Son équipe a contacté le service de connexions communautaires 211 de Collingwood, qui avait mené un projet-pilote de prescription sociale, en vue de collaborer pour intégrer les apprentissages, standardiser les outils et la formation, et développer un modèle évolutif.

Pour de nombreuses personnes, les intervenants-pivots au bout du fil offrent une oreille attentive et proposent des liens vers des ressources communautaires.

« Nous prenons le temps qu’il faut avec les clients, au fil d’une série d’appels, pour comprendre leurs besoins et cerner tous les obstacles auxquels ils sont confrontés. Les besoins sociaux sont souvent interreliés. Par exemple, des clients qui n’ont pas les moyens de payer leurs médicaments peuvent être admissibles à des programmes d’aide au paiement des services publics. Comprendre le niveau de risque des gens nous aide également à déterminer les programmes dont ils ont besoin de manière prioritaire », a expliqué Pamela Hillier, directrice générale du service de connexions communautaires de Collingwood.

« L’intervenant-pivot fournit un soutien émotionnel considérable au patient, et cela a été reconnu comme extrêmement précieux », a indiqué la Dre Dahrouge. « Grâce à une écoute active, le patient se sent entendu et développe une confiance envers l’intervenant-pivot, ce qui le rend plus enclin à agir pour répondre à son besoin. »

Le 211 est un service téléphonique national qui aide à naviguer dans les ressources disponibles en s’appuyant sur une base de données exhaustive pour trouver les ressources adéquates et aiguiller les patients vers celles-ci. Cependant, comme les patients doivent composer le 211 pour bénéficier du service, l’assistance est limitée à la durée de l’appel, et comme le 211 est un service anonyme, les intervenants-pivots ne peuvent pas consulter l’historique ou voir où en sont les clients. Cela limite leur capacité d’avoir une compréhension globale des patients aux prises avec des problématiques particulièrement complexes. L’équipe a comparé cela à la différence entre une visite à une clinique sans rendez-vous et un suivi personnalisé avec un médecin de famille.

Le service de connexions communautaires de Collingwood est l’un des cinq fournisseurs de services 211 en Ontario. Pour mieux servir les populations vulnérables, il a mis sur pied en 2015 un système d’orientation électronique pour la prescription sociale en collaboration avec l’Équipe de santé familiale de Georgian Bay.
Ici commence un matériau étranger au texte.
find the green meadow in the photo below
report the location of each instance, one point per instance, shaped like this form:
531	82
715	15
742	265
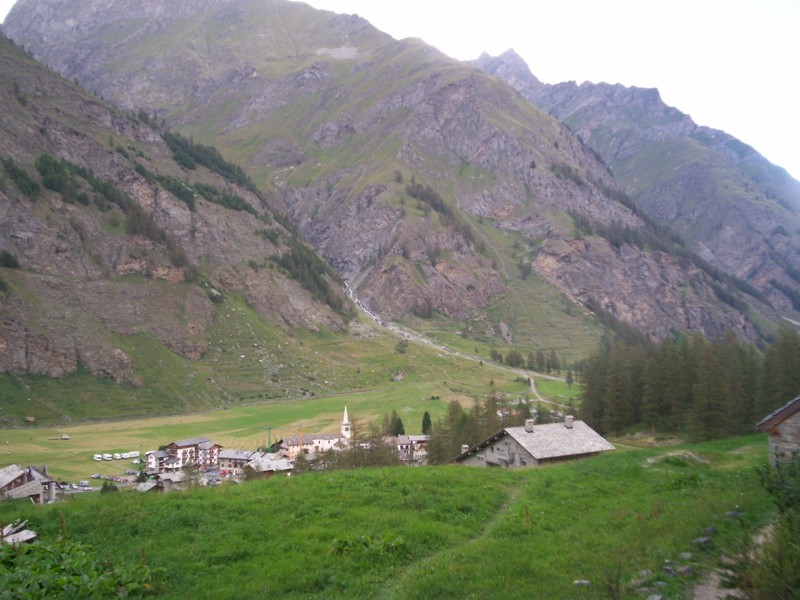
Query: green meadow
441	532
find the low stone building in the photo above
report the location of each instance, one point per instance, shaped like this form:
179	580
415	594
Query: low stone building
783	427
267	464
32	483
234	461
534	445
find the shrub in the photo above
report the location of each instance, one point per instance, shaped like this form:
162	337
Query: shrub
66	570
25	184
8	260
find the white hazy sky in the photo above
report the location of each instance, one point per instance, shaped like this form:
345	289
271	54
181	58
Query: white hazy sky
730	64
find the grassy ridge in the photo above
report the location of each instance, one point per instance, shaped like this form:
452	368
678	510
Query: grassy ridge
431	532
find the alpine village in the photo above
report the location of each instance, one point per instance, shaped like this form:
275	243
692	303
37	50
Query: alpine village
291	308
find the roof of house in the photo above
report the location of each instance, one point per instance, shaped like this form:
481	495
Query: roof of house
9	474
189	442
310	439
39	474
554	440
145	486
779	416
230	454
263	462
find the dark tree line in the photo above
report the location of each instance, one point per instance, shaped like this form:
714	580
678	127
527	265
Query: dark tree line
701	388
303	265
188	154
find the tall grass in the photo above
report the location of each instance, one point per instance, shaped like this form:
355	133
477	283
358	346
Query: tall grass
455	532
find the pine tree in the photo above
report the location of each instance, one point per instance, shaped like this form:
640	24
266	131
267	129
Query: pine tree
781	380
426	423
707	414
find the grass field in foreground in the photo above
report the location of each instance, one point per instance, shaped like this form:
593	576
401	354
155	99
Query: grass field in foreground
443	532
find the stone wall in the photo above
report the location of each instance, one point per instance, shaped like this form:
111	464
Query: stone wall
784	439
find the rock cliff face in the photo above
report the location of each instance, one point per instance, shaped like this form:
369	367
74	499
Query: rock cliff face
84	277
402	167
731	205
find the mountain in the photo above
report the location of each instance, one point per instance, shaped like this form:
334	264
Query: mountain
434	189
730	205
109	245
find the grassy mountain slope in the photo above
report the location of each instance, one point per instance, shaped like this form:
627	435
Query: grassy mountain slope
126	267
334	119
730	205
442	531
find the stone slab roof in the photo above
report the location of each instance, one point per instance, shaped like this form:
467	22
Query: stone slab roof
230	454
190	442
9	474
551	441
556	440
779	416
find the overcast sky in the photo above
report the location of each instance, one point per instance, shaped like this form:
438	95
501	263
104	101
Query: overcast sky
730	64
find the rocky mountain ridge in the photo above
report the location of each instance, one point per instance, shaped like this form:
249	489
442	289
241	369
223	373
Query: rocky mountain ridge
428	185
85	275
731	205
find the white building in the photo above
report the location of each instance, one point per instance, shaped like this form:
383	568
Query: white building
320	442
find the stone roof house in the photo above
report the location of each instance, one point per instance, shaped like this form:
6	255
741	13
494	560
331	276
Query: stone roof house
266	464
534	445
783	426
16	482
234	461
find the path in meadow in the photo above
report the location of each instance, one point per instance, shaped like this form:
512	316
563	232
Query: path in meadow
413	336
488	526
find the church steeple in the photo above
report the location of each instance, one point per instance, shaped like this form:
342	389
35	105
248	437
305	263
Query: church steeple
345	425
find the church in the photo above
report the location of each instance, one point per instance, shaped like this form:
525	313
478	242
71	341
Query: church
319	442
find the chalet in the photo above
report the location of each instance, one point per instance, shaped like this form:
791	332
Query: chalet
411	448
31	483
157	461
783	426
319	442
266	465
234	461
534	445
199	453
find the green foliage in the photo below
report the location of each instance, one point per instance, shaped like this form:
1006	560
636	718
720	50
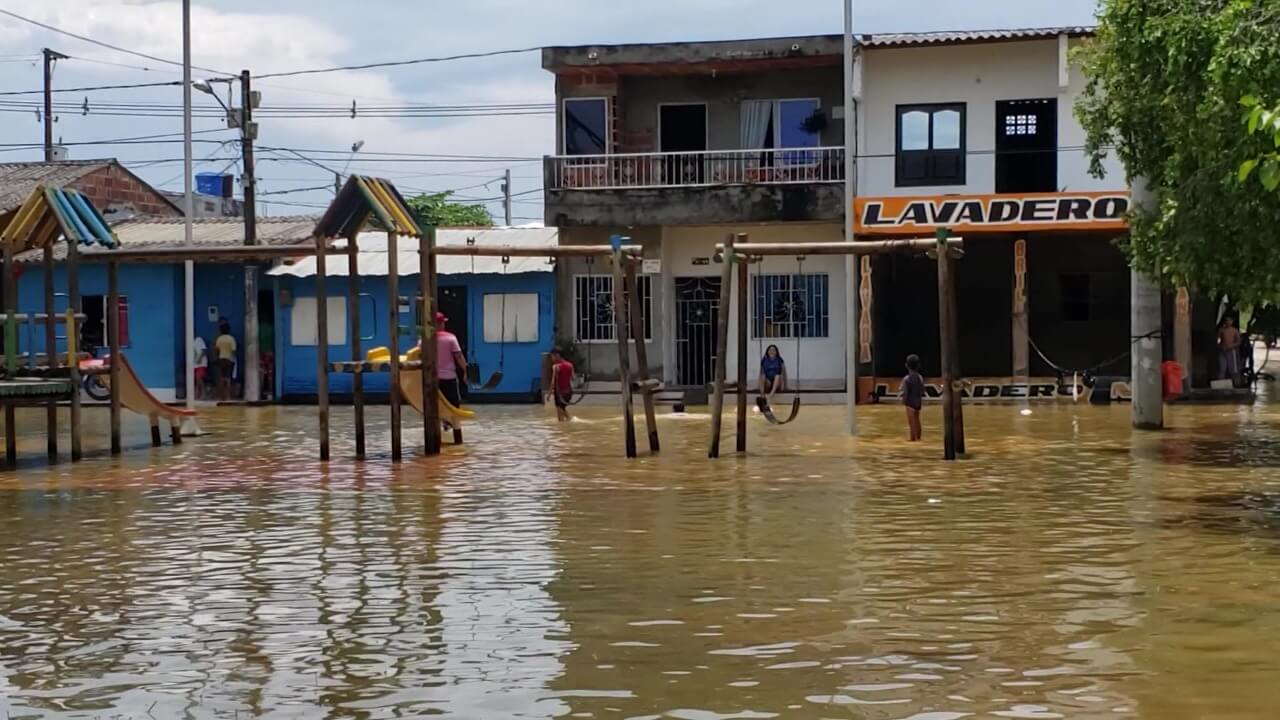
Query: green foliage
1262	121
437	210
1165	78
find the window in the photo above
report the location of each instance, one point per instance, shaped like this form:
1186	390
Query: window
1075	292
302	322
790	305
511	318
586	126
931	145
593	306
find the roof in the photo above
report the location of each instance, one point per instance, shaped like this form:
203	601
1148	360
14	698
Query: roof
371	259
968	36
366	199
17	180
169	233
50	213
743	55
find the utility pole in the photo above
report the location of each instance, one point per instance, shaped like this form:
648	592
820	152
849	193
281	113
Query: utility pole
248	133
50	57
506	197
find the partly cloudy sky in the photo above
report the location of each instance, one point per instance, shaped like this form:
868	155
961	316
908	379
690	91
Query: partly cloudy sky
287	35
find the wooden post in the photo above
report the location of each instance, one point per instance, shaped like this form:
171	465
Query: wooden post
721	345
638	322
323	347
357	379
743	269
954	322
73	342
620	333
50	350
393	341
430	350
945	341
113	342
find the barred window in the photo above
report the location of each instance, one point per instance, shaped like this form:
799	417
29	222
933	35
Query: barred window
790	305
593	304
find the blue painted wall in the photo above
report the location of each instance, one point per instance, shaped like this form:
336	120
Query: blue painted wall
154	296
296	365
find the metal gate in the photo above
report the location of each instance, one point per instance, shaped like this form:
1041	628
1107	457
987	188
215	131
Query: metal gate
696	310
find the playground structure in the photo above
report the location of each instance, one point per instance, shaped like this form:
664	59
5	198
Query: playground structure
736	254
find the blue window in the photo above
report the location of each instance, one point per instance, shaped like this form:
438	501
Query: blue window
791	305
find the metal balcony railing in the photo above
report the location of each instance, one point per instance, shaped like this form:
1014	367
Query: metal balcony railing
704	168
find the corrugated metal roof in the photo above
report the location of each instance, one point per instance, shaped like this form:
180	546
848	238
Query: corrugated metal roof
17	180
371	260
168	233
958	37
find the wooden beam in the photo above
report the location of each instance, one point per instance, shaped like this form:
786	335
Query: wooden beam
620	333
430	349
393	341
860	247
357	381
113	342
945	340
50	350
743	269
323	349
638	335
721	345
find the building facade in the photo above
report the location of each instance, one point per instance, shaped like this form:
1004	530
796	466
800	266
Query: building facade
680	145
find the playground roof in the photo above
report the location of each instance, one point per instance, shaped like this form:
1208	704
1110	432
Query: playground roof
371	259
362	201
53	212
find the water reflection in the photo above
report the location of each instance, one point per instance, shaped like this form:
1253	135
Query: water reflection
1068	569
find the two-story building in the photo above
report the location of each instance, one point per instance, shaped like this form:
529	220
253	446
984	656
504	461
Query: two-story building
679	145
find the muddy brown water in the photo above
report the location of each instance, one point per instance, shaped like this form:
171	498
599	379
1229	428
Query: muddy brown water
1070	568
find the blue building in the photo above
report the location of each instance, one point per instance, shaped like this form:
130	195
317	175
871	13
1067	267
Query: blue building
503	313
151	295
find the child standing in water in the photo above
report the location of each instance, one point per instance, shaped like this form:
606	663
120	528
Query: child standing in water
913	396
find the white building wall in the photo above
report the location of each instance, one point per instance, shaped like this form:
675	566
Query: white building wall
821	361
978	76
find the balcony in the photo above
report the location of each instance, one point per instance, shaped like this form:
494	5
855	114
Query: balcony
711	186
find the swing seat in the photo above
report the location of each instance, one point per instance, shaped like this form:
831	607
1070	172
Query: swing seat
763	404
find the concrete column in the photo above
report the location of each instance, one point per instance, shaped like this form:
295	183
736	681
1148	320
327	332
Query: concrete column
1147	343
1020	327
1183	333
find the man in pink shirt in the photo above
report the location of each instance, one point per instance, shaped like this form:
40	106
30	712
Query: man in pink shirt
451	364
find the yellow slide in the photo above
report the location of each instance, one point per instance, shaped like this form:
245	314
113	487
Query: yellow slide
411	387
133	395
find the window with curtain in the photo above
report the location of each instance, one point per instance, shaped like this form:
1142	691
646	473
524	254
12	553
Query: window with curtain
790	305
931	147
586	126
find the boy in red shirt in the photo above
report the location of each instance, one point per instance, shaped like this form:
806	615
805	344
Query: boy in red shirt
562	383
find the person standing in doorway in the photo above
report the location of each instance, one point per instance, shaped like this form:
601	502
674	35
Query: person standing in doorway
200	361
225	347
913	396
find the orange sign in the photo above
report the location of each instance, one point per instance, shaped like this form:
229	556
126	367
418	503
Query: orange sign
968	214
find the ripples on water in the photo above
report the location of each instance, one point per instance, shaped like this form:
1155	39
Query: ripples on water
1068	569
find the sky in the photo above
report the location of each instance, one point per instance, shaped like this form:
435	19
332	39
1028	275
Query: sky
269	36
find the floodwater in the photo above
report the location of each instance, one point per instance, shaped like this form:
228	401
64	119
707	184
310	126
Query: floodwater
1070	568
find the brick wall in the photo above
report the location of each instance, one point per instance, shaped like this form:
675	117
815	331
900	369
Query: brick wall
113	190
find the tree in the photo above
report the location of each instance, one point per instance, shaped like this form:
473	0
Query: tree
1262	121
1165	82
435	210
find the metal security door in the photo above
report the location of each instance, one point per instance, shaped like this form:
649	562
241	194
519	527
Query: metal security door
696	309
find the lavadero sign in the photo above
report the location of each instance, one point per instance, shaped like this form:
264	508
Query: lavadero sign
968	214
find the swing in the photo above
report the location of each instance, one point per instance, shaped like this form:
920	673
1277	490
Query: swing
496	378
586	377
763	401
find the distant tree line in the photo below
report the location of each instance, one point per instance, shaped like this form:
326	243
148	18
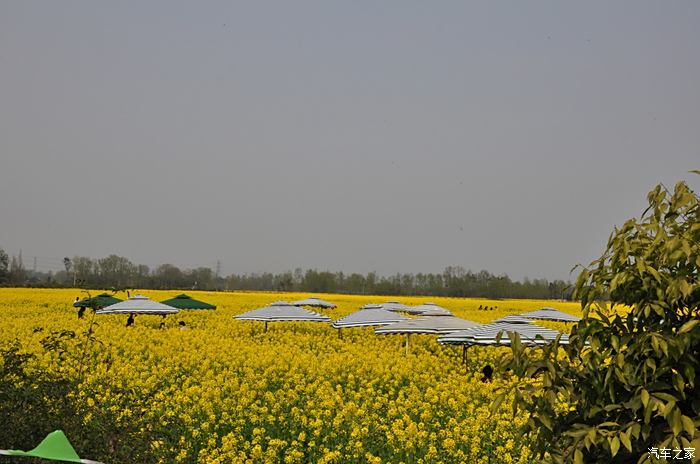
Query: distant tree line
118	272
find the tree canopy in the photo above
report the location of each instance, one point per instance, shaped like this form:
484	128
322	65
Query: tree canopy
626	387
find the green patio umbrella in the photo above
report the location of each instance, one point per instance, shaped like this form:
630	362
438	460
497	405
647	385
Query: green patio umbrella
187	302
97	302
55	447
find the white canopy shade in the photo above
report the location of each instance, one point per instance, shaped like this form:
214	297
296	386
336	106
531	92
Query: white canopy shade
427	325
138	304
282	311
487	334
396	306
313	301
431	309
514	318
368	317
551	314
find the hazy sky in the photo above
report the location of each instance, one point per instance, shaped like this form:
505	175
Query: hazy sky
398	136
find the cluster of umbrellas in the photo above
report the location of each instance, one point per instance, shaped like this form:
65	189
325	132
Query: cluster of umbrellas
105	303
389	317
432	319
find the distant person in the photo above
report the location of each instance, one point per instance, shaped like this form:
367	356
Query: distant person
488	373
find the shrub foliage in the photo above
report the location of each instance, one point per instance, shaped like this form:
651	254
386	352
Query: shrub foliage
628	380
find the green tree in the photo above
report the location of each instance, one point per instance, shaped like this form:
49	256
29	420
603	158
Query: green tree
628	380
4	266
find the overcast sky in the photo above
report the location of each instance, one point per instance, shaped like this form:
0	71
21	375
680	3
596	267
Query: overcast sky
398	136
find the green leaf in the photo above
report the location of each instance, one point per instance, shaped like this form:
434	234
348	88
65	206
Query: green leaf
625	439
645	397
674	420
614	445
688	425
497	402
688	326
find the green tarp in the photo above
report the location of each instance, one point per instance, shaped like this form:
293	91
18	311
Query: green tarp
54	447
97	302
187	302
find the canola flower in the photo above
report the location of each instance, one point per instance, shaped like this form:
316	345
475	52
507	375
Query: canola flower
224	391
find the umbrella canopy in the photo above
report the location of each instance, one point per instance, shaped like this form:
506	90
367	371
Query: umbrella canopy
427	325
487	335
551	314
99	301
282	311
138	304
396	306
431	309
515	318
371	305
55	447
313	302
187	302
367	317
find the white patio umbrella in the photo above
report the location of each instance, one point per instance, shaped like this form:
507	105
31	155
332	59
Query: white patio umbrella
515	318
497	333
370	316
138	304
314	302
530	334
550	314
431	309
396	306
434	325
282	311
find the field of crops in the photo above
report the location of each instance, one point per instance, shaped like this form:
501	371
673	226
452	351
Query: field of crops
226	391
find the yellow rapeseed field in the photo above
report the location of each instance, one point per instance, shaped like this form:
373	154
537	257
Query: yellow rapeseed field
224	391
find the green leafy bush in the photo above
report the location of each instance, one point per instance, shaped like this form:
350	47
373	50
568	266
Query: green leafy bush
628	380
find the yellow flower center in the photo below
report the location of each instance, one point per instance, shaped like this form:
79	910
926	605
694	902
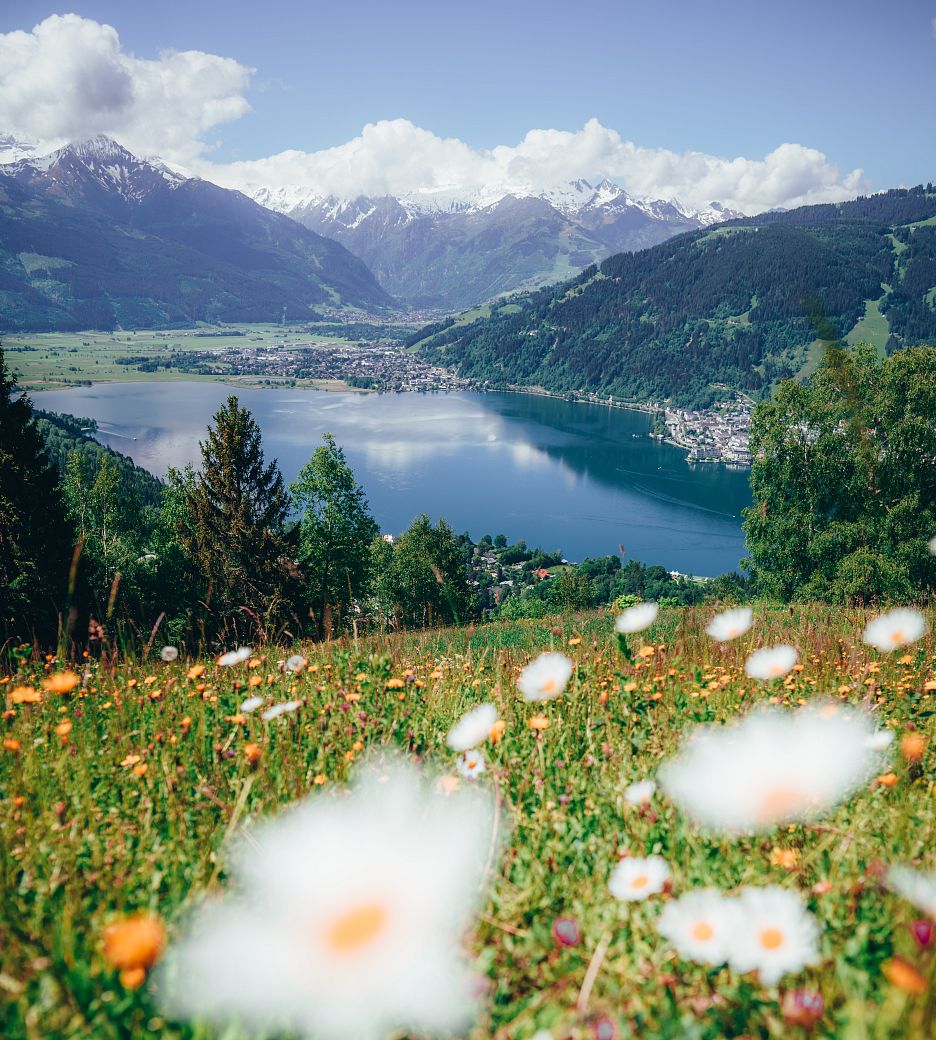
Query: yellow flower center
356	929
702	931
781	803
771	938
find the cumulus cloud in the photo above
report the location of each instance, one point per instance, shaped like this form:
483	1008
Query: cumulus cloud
71	78
396	157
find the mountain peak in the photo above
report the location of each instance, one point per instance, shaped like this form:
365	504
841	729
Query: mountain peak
98	149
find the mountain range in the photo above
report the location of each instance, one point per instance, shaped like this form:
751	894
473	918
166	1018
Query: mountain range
94	237
738	306
450	251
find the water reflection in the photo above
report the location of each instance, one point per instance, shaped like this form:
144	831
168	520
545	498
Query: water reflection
583	478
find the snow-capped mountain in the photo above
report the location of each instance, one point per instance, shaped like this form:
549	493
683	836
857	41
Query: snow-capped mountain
94	236
452	249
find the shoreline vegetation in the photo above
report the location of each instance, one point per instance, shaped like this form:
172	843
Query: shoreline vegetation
85	358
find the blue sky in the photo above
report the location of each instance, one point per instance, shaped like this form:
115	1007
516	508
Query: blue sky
855	80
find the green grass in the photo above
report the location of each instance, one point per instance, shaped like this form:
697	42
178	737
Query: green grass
84	838
52	360
874	328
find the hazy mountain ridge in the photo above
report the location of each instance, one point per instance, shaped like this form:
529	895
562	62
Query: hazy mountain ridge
739	306
92	236
455	250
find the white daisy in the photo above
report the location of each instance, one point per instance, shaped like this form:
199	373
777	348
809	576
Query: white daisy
772	767
915	886
545	678
774	934
349	912
880	739
730	624
635	878
278	709
897	628
470	764
771	663
234	657
472	728
700	926
637	618
640	793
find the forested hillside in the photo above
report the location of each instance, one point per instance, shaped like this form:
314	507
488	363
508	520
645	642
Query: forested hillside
743	305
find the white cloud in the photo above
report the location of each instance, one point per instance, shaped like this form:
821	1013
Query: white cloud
71	78
395	157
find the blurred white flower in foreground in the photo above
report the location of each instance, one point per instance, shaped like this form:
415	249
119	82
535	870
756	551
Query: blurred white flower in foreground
700	926
234	657
730	624
545	678
347	918
472	728
278	709
774	934
773	767
470	764
880	739
637	878
295	664
640	793
915	886
771	663
637	618
894	629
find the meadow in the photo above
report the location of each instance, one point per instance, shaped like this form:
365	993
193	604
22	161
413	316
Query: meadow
46	361
126	791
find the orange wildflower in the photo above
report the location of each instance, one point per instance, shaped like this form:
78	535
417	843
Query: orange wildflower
903	975
25	695
61	682
134	943
912	746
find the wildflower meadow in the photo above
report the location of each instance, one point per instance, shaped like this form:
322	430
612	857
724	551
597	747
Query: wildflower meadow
674	823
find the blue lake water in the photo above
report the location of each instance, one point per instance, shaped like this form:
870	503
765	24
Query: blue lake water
583	478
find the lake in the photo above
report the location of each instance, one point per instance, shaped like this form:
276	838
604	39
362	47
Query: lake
583	478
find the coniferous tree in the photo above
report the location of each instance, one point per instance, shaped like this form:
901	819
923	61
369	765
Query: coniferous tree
845	481
35	539
231	529
335	533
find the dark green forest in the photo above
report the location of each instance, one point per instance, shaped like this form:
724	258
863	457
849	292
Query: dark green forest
95	550
739	306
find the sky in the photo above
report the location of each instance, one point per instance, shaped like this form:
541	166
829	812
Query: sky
750	103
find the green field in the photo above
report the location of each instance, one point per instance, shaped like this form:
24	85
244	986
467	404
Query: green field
129	793
52	360
873	329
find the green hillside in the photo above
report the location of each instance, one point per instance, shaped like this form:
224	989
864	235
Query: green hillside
737	306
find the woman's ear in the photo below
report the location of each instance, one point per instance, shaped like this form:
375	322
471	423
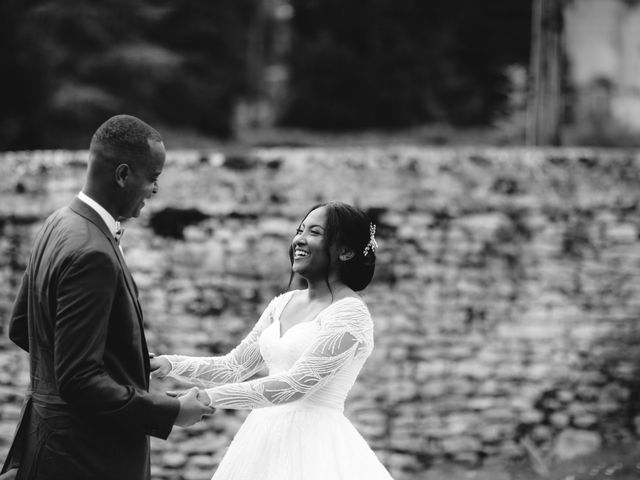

Le programme a été élargi pour accepter les renvois électroniques de dix groupes de médecine familiale ainsi que de plusieurs hôpitaux et programmes paramédicaux. Le programme se fonde sur des principes tenant compte des traumatismes et comprend des évaluations des besoins sociaux qui mesurent le changement au fil du temps.

La suite?

L’équipe de chercheurs et son partenaire à but non lucratif développent un modèle de prescription sociale évolutif, bilingue et axé sur le patient. Celui-ci combine les caractéristiques du modèle ARC aux technologies novatrices que les services de connexions communautaires 211 intègrent à leur système de navigation. Ils prévoient lancer et évaluer ce programme de prescription sociale au sein de deux équipes Santé Ontario de la région d’Ottawa enthousiastes à l’idée d’adopter un modèle du genre en 2024.

« Je veux que cela devienne un guichet unique pour n’importe quel problème de santé ou social pour tous les patients », a indiqué la Dre Dahrouge. « Nous voulons surtout joindre les personnes moins bien connectées, qui ont un plus faible niveau de littératie en santé et qui ont besoin d’aide de façon générale pour répondre à leurs besoins non médicaux. »

Voilà qui semble un remède tout indiqué.